Sign stealing is one of baseball’s oldest traditions. While it’s not always a well-loved tactic, it’s a perfectly legitimate strategy ... unless you’re in Little League.
Turns out, sign stealing is against the rules in Little League. It’s actually part of the rule book. So when one Little League manager accuses another team of stealing signs to succeed, it’s a serious accusation.
That’s exactly what happened with two teams fighting to be the New England Region representative in the Little League World Series. Pat Dutton, a manager from Goffstown, New Hampshire, has accused the Barrington, Rhode Island team of stealing signs during a tournament, according to the New Hampshire Union Leader.
Dutton claims the players on the Barrington team were relaying signs from second base.
“You can see (runners on second base) leaning in, looking in and they’re doing hand gestures to their kid (at the plate) indicating what kind of pitch it is and where it’s located,” Dutton said. “You can do that in big league ball, but in Little League it’s unsportsmanlike, it’s dishonorable, and it’s disgusting. They did it the whole tournament and got away with it, and now that’s what’s representing New England in the Little League World Series. It’s just a bad look.”

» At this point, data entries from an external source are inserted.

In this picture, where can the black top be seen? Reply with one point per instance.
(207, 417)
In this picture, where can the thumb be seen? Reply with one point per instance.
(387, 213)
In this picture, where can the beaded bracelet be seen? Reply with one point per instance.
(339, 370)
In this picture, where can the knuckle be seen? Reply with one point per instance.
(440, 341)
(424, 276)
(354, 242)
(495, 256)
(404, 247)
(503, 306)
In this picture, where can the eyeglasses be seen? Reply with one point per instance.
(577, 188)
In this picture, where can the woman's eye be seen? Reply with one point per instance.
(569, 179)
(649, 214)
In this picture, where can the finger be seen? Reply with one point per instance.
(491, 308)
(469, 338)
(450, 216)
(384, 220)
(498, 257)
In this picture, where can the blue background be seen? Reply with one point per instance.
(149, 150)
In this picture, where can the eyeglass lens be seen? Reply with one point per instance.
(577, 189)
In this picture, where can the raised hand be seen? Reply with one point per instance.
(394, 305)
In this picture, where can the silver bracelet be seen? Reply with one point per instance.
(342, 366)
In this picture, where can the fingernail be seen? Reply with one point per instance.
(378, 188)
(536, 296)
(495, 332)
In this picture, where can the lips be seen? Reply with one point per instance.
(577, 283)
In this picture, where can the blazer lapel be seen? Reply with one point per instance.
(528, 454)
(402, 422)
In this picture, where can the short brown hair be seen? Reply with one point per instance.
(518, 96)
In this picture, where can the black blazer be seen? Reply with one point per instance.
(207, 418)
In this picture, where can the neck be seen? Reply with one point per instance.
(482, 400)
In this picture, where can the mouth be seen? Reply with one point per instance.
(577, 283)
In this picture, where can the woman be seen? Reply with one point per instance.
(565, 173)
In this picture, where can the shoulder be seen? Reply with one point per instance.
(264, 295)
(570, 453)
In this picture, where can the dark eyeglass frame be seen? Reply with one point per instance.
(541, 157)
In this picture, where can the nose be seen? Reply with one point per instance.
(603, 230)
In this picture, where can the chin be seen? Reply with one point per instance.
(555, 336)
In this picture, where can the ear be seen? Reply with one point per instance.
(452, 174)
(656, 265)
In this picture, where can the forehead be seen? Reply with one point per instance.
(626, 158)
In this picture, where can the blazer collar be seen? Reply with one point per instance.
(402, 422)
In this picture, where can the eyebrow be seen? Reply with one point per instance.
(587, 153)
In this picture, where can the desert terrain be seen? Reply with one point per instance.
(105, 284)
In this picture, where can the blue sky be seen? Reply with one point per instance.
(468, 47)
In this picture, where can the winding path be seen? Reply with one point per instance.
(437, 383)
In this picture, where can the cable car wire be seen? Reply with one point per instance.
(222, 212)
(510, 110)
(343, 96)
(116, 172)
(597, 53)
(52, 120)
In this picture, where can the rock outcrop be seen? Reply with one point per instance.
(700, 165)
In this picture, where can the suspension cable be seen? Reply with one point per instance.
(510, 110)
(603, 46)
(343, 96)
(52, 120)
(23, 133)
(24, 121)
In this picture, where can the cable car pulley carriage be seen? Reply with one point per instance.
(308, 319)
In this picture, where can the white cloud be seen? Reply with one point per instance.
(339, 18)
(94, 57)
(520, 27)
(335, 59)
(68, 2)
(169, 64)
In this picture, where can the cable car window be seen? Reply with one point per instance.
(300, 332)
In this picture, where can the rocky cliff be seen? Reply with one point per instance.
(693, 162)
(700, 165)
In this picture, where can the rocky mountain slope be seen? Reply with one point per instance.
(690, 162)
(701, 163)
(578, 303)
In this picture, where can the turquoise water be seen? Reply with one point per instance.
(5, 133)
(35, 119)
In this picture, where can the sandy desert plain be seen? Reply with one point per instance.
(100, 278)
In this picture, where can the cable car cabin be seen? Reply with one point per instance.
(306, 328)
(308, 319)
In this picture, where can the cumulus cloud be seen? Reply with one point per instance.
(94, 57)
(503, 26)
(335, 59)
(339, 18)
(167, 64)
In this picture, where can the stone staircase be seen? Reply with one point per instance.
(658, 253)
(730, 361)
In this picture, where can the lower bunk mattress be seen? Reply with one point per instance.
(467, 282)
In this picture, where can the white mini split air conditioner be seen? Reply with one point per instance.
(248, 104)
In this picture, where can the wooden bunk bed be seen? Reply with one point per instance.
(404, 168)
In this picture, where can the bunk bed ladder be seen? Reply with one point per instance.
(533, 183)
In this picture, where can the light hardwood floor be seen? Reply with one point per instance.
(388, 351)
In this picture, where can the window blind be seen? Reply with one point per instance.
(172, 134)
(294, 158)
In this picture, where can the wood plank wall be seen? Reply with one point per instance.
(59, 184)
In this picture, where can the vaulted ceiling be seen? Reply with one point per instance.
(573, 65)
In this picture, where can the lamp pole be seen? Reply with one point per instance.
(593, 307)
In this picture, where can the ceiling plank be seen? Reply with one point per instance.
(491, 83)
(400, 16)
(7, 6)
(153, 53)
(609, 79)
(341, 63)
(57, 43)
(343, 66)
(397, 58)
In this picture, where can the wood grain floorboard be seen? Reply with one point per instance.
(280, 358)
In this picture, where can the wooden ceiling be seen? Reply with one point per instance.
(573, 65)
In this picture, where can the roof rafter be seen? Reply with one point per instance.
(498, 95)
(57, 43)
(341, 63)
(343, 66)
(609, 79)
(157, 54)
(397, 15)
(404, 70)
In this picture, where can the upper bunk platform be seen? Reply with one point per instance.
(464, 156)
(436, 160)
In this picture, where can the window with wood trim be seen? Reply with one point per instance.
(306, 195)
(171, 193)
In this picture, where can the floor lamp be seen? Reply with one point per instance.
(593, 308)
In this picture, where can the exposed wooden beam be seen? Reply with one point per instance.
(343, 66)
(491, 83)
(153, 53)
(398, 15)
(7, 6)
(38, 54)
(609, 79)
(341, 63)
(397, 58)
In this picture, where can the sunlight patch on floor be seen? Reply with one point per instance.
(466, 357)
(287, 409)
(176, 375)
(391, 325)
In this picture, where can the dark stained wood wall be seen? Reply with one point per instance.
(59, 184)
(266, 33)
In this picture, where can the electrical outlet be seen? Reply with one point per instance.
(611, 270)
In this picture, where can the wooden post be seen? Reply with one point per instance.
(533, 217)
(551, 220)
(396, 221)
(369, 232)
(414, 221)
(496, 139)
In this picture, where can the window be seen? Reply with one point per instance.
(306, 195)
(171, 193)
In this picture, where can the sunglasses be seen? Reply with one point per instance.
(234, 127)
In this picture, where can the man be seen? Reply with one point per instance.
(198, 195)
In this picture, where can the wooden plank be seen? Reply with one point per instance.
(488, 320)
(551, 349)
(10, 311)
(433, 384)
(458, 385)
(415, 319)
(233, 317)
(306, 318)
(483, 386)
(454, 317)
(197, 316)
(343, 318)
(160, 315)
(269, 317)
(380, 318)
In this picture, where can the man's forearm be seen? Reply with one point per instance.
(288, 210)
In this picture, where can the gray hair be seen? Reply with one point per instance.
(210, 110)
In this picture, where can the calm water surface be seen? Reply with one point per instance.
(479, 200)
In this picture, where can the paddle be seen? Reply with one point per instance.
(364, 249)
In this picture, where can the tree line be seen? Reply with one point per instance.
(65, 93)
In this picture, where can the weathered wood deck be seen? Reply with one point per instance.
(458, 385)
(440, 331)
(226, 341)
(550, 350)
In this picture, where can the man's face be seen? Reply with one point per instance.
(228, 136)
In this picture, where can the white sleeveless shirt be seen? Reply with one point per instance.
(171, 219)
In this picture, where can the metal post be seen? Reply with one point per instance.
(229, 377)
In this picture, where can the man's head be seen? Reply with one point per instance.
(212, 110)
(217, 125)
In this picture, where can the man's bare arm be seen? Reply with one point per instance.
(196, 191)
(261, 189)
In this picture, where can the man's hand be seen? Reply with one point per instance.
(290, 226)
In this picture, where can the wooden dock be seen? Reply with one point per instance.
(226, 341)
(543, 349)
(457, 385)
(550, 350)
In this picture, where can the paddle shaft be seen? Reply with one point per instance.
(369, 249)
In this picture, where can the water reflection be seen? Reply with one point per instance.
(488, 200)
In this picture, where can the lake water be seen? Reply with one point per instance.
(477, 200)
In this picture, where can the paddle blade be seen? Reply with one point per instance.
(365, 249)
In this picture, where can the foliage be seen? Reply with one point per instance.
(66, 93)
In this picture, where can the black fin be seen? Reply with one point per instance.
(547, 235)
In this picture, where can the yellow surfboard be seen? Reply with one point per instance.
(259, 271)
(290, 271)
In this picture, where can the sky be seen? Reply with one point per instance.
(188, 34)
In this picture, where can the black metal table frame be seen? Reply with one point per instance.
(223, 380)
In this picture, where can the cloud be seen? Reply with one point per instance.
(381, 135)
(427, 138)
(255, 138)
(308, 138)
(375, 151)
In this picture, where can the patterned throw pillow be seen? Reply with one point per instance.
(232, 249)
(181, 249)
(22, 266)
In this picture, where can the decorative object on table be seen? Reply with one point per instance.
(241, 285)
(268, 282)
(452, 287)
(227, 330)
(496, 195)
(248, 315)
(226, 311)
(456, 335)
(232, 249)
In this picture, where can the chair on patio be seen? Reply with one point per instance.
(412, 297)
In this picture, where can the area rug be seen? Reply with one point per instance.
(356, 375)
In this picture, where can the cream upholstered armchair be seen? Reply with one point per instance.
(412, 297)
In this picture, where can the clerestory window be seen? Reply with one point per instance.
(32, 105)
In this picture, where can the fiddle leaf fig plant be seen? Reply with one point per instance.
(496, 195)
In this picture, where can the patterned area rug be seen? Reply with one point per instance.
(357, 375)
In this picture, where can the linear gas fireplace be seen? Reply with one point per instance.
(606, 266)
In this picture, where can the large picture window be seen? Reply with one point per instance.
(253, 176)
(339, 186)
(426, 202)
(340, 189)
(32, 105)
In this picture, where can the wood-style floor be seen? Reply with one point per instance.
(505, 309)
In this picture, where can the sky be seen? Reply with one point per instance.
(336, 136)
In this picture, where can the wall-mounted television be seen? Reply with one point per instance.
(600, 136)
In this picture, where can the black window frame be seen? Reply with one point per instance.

Dutton’s accusation came after his team was defeated by Barrington in a regional final. The win helped Barrington reach the Little League World Series, where they will represent the New England Region.
It’s not the first time Dutton says he noticed Barrington stealing signs. Dutton claims he noticed it when the two teams played Aug. 8. He says he alerted the umpire during both games. Barrington was reportedly warned during a game, though neither the team’s coach or the player who stole the sign were ejected. Little League rules state that anyone caught stealing signs should be ejected from the game. Dutton, however, did not play the game under protest.
Barrington Little League responded to Dutton’s accusations, saying they are “false.”
While Dutton’s accusation could come off as sour grapes to some, the coach didn’t blame the sign stealing for his team’s loss. He admits his team was outplayed.
“It’s just frustrating to see teams and kids having to go about it that way when clearly they were playing better than we were,” he said. “They didn’t have to do that. That’s something these kids don’t learn on their own. That’s something that they’re taught. They’re coached to do that.”
Barrington is set to play its first game in the Little League World Series on Thursday.